Ich finde das unangemessen, weil der demografische Wandel zunächst einmal bedeutet, dass immer mehr Menschen immer länger leben und auch immer später pflegebedürftig werden. Das ist nichts anderes als eine zivilisatorische Errungenschaft.

Vielleicht darf man sogar von einem Menschheitstraum sprechen.

Insofern sollten wir diese Diskussion vor dem Hintergrund einer großen Chance für unsere Gesellschaft führen, gerade auch für jede Einzelne und jeden Einzelnen. Allerdings, diese Chancen des demografischen Wandels, dieser Gewinn, der mit der veränderten Bevölkerungsstruktur zusammenhängt, ist gefährdet, wenn wir nicht heute die richtigen Weichen stellen, wenn wir nicht heute die Gesellschaft in den unterschiedlichen Bereichen auf diese großen und tiefgreifenden Veränderungen vorbereiten.

Das sind mitnichten nur Veränderungen etwa in den sozialen Sicherungssystemen, sondern in allen Lebensbereichen. Die Nachfrage nach Wohnraum verändert sich, öffentliche Infrastruktur wird in anderer Weise genutzt. Wenn beispielsweise die Bevölkerungszahl zurückgeht und es mehr Einpersonenhaushalte gibt, dann sind möglicherweise die Abwasseranlagen zu groß dimensioniert mit der Folge, dass es stinkt, weil nicht mehr genug Durchlauf in den Abwasserkanälen ist. Jeder wird merken und spüren, dass öffentliche Infrastruktur nicht nachhaltig angepasst und entwickelt worden ist. Man könnte viele weitere Beispiele aus dem Bereich von Bildung, Pflege und Betreuung nennen. Das haben wir hier diskutiert.

Mithin geht es um eine strategische Aufgabe. Diese strategische Aufgabe müssen die Kommunen, aber auch das Land als Moderator annehmen. Das muss systematisch erfolgen. Der Freistaat Sachsen ist hier seit 2002 Vorreiter in Deutschland. Gemeinsam mit der Bertelsmann Stiftung sind tiefgreifende strategische Konzepte unter Einbeziehung der Kommunen entwickelt worden.

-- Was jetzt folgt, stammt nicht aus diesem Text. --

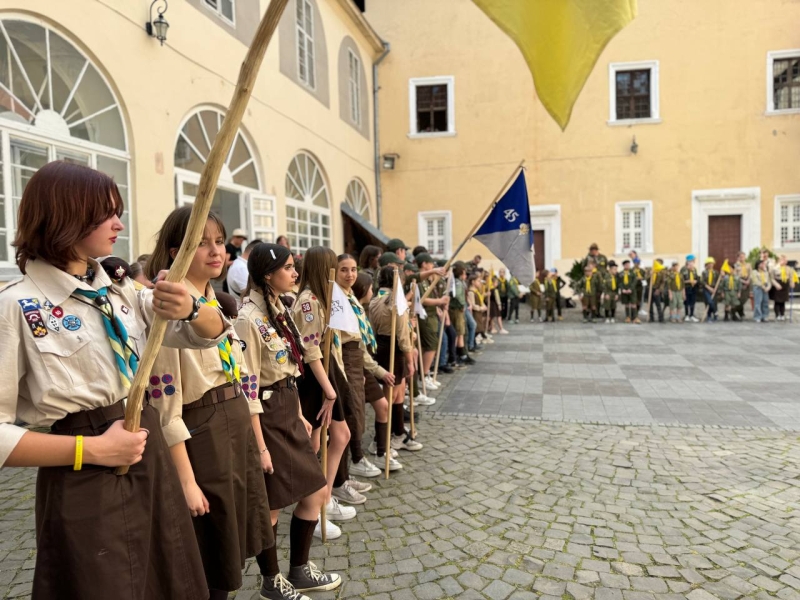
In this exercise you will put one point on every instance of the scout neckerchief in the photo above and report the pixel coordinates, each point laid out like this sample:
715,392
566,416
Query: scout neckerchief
117,335
229,365
364,327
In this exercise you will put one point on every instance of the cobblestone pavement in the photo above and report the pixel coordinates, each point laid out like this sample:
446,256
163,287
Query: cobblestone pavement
515,508
731,374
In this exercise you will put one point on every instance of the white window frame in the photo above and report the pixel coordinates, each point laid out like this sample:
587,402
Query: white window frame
354,85
655,104
413,83
215,6
422,230
790,199
771,58
647,226
303,37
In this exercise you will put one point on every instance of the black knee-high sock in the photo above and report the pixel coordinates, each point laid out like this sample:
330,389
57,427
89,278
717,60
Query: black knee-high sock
380,437
398,428
300,534
268,559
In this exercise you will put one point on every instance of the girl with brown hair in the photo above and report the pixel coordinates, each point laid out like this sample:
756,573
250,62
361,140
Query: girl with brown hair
321,393
209,422
273,349
71,346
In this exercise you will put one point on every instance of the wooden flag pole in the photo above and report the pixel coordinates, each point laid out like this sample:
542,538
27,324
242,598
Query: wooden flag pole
323,435
391,370
202,204
412,310
474,228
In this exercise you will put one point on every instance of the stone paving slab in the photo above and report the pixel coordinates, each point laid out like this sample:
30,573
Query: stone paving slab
499,508
727,374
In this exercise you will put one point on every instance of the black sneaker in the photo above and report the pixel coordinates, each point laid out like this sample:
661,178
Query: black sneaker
277,588
308,578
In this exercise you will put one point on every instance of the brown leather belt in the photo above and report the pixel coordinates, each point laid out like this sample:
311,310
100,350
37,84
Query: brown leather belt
286,382
95,418
221,393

Wir haben in der alten Legislaturperiode im Landtag oft darüber diskutiert. Ich muss bemängeln, dass die damalige rot-grüne Landesregierung in diesem Bereich nichts getan hat. Sie hätten von Sachsen lernen können. Sie haben sich damals dieses Querschnittthemas nicht angenommen. Es ist ein Verdienst dieser schwarz-gelben Regierungskoalition, dass wir uns jetzt erstmals im Landtag über das Querschnittsfeld des demografischen Wandels miteinander unterhalten können.

Es ist bedauerlich, dass die SPD sogar die Berechtigung für diesen Debattenpunkt heute infrage gestellt hat. Das zeigt, wie wenig Sie diese Herausforderung als zentrales strategisches Thema der Landespolitik erkannt haben.

(Zuruf von der SPD: Mehr als Sie kennen!) Fraglos würde ich mir auch wünschen, dass wir gemeinsam in der Lage wären, den demografischen Wandel jenseits von einzelnen Maßnahmen noch stärker strategisch zu diskutieren. Aber ich habe es so verstanden, dass wir heute hier nur einen ersten Zwischenstand aus der interministeriellen Arbeitsgruppe Demografie entgegennehmen. Für einen späteren Zeitpunkt müssten wir eher über eine Art Masterplan nachdenken, (Rüdiger Sagel [fraktionslos]: Nicht schon wieder!) der Kommunen und gesellschaftliche Akteure einbezieht. Das muss der nächste Schritt sein.

(Hannelore Kraft [SPD]: So war das aber nicht gedacht!)

Ganz konkret haben wir aber unser Regierungshandeln als Koalition bereits an den Anforderungen des demografischen Wandels ausgerichtet. Ich will das an wenigen Beispielen deutlich machen.

Zum Bereich Bildung: Die Zahl der Kinder und Jugendlichen wird bis zum Jahr 2015 um 15 % zurückgehen, aber nicht überall um den gleichen Prozentsatz. Die Bevölkerungsprognosen sind bekannt.

Eben wurde schon gesagt: An manchen Stellen wird es noch Zuwächse geben. An anderen Stellen wird es sehr viel stärkere Einschnitte geben.